Замок Боревуар близ Арраса, Франция, лето — зима 1430 года


Она — вот уж странный военный трофей! — аккуратненько, точно послушный ребенок, сидела на маленькой скамеечке в углу темницы. У ее ног, прямо на соломе — оловянный поднос с остатками обеда. Мой дядя прислал ей со своего стола весьма неплохую еду: сочные ломти мяса и даже белый хлеб; только ела она совсем мало. Я просто глаз от нее не могла отвести; я рассмотрела ее с головы до ног — ее маленькие, как у мальчика, сапожки для верховой езды, ее мужскую, лихо заломленную шапку поверх коротко остриженных каштановых волос; я изучала ее, словно экзотическое животное вроде детеныша льва, которого прислали нам из далекой Эфиопии, желая развлечь знатное семейство Люксембургов и пополнить нашу коллекцию. Одна из фрейлин у меня за спиной перекрестилась и прошептала:

— Так она ведьма?

Этого я не знала.

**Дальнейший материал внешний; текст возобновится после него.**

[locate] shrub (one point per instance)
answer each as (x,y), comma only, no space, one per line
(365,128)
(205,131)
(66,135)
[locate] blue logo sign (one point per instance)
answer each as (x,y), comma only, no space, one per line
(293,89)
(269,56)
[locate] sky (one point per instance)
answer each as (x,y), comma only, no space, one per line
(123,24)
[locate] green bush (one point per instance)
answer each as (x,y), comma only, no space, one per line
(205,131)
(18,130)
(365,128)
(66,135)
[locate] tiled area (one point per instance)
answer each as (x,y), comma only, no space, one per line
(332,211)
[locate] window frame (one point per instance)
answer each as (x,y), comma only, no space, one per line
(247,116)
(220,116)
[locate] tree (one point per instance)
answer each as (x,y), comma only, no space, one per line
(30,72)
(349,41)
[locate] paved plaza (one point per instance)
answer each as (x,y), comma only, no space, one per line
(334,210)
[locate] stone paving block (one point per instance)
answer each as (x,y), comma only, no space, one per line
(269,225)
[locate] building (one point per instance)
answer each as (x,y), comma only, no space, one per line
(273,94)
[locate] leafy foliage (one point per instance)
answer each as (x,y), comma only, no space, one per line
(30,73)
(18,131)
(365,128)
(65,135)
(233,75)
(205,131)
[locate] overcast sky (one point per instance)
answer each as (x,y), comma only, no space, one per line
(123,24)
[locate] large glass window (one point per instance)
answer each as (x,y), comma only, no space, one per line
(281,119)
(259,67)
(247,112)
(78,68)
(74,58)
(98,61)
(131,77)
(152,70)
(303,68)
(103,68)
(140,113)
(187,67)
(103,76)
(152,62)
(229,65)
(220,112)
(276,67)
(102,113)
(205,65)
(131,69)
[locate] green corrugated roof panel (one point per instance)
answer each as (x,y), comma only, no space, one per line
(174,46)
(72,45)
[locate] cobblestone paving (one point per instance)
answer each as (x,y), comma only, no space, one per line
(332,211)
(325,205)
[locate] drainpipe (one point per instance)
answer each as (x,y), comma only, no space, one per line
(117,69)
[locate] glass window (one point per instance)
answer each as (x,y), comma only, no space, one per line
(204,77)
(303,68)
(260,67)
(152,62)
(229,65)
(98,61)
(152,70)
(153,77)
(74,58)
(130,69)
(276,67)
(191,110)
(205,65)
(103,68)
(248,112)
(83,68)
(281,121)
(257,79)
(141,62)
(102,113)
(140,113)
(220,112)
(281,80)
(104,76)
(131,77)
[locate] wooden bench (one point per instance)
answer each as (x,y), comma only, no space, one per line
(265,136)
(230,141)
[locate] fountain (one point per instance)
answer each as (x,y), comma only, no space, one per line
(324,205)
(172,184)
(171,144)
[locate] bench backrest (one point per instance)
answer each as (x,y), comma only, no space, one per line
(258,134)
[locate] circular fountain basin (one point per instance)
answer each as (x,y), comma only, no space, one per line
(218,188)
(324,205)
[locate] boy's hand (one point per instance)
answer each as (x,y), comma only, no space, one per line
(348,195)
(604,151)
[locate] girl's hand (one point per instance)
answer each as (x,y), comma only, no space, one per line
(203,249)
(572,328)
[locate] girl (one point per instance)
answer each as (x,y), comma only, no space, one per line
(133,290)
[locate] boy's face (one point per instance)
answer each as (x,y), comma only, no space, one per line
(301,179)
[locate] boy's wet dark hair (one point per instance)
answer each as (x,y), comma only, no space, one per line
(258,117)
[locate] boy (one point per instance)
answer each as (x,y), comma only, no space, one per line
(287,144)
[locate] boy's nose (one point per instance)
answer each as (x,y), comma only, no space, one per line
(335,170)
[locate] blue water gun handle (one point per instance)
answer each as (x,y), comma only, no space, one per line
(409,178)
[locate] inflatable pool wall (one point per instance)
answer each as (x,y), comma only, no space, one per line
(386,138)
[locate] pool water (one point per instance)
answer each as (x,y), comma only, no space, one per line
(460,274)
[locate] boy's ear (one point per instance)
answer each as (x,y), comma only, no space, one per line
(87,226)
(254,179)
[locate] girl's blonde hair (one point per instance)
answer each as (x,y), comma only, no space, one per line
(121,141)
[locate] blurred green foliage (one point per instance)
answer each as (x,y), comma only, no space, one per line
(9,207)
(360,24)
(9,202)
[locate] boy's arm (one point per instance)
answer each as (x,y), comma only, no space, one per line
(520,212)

Да и кто мог бы утверждать наверняка?

— Глупости какие! — немедленно заявила моя двоюродная бабушка. — Кто приказал заковать бедную девочку в цепи? Немедленно откройте дверь.

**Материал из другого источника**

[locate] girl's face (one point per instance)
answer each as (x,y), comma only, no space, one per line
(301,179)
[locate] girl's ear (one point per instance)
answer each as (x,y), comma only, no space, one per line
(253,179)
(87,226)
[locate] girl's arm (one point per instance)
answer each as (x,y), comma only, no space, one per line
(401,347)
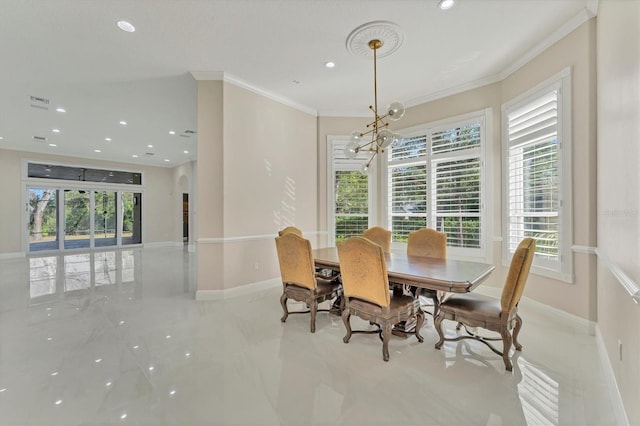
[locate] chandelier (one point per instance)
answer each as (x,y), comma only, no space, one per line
(377,136)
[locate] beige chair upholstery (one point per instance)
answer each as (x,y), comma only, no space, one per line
(299,281)
(380,236)
(366,291)
(427,242)
(288,229)
(476,310)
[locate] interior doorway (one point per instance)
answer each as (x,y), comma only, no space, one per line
(185,217)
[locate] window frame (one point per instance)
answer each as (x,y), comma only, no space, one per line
(484,253)
(562,269)
(340,141)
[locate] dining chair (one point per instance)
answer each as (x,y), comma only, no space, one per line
(427,242)
(299,279)
(366,291)
(380,236)
(288,229)
(475,310)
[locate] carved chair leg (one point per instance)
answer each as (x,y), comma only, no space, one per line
(386,333)
(419,322)
(506,348)
(516,331)
(314,310)
(436,303)
(283,302)
(437,323)
(347,324)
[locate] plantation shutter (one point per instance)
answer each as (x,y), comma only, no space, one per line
(351,193)
(456,167)
(533,185)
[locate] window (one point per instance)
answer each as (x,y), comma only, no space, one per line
(435,178)
(349,193)
(537,174)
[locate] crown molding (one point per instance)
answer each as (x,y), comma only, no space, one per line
(228,78)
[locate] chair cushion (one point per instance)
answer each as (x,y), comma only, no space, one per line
(472,304)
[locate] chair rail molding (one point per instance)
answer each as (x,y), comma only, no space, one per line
(625,280)
(224,240)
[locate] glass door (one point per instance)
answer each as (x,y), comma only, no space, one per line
(77,226)
(43,219)
(131,218)
(105,220)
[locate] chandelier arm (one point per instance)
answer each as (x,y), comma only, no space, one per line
(375,46)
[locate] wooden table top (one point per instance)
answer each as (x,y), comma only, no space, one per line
(455,276)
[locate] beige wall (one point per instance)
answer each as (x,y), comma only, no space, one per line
(159,200)
(618,43)
(577,51)
(269,180)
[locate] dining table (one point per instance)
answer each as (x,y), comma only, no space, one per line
(448,275)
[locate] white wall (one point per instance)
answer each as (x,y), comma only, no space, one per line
(618,215)
(266,179)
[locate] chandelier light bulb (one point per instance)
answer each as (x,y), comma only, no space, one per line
(395,111)
(351,150)
(384,138)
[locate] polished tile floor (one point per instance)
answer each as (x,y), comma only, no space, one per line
(117,338)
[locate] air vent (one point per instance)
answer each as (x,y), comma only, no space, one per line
(38,102)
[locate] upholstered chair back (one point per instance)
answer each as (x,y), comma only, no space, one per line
(296,260)
(291,229)
(364,271)
(518,273)
(427,242)
(380,236)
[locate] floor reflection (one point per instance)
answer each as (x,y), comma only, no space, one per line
(539,395)
(77,272)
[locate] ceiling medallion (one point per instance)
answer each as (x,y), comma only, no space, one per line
(387,32)
(375,38)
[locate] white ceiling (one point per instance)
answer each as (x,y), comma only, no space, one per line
(72,53)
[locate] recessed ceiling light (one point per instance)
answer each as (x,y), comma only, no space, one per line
(126,26)
(446,4)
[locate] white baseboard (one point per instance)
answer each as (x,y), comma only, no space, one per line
(616,398)
(17,255)
(243,290)
(579,323)
(163,244)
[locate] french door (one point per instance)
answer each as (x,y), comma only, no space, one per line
(67,219)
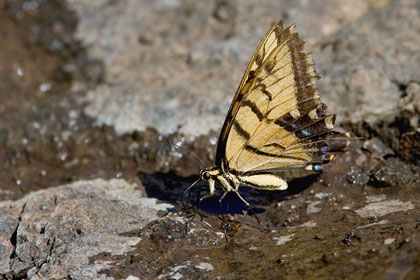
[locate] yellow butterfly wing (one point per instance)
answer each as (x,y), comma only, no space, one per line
(276,118)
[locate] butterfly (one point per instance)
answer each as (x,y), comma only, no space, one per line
(276,120)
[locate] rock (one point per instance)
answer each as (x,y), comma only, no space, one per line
(180,74)
(54,233)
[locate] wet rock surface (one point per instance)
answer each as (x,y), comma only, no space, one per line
(134,90)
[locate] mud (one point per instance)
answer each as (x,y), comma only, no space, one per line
(359,219)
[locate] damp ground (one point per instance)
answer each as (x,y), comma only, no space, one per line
(318,227)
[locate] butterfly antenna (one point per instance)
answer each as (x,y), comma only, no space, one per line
(183,147)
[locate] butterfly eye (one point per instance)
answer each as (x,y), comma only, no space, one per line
(206,176)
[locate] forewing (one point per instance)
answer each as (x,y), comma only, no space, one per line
(266,46)
(276,118)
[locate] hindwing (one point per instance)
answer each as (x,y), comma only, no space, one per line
(276,119)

Слуги смущенно забормотали что-то в свое оправдание, пытаясь переложить ответственность друг на друга. Затем принесли огромный ключ, вставили в замок, и тяжелая дверь темницы отворилась. Моя бабушка вошла туда, и эта девушка — ей, наверное, было лет семнадцать-восемнадцать, всего на два-три года больше, чем мне, — подняла голову и взглянула из-под неровно подстриженной челки. Бабушка стояла молча, и пленница медленно поднялась, стянула с головы шапчонку и довольно неловко склонилась в реверансе.

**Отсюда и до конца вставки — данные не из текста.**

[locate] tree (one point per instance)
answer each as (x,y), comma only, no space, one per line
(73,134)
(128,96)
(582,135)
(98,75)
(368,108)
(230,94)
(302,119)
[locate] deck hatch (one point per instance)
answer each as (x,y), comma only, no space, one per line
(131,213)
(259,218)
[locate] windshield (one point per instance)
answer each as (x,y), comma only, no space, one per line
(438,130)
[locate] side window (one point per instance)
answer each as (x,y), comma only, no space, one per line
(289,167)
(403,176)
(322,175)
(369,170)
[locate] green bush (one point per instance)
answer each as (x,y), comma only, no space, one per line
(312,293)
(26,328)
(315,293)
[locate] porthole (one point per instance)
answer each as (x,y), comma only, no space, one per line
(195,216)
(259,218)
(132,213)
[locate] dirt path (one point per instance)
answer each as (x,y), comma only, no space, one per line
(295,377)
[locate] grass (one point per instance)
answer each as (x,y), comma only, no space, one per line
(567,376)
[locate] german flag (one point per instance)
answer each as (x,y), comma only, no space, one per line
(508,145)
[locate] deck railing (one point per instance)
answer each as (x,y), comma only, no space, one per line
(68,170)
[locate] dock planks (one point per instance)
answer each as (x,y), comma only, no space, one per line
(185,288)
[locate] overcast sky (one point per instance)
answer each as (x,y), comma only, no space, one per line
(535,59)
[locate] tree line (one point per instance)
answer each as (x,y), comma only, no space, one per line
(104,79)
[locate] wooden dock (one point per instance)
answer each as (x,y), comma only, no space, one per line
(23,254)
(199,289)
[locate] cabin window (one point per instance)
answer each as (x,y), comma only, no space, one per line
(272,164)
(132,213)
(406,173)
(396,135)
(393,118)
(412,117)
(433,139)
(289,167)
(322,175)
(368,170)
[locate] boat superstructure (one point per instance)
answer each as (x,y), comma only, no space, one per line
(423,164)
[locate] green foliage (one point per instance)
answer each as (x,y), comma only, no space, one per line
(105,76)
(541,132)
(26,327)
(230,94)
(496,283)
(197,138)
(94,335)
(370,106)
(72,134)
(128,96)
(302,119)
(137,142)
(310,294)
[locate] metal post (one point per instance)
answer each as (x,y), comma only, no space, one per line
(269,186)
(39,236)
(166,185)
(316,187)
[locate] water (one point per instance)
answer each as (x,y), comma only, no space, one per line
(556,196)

— Я леди Жеанна, демуазель [Титул старшей и главной женщины в семье великих герцогов Люксембургов — династии императоров Священной Римской империи в 1308—1437 гг., вплоть до 1437 г. занимавшей также чешский и венгерский престолы.] де Люксембург, — представилась бабушка. — Это замок милорда Жана Люксембургского. Это его жена, хозяйка замка, Жеанна де Бетюн, — указала она на мою тетю. — А вот и моя внучатная племянница Жакетта.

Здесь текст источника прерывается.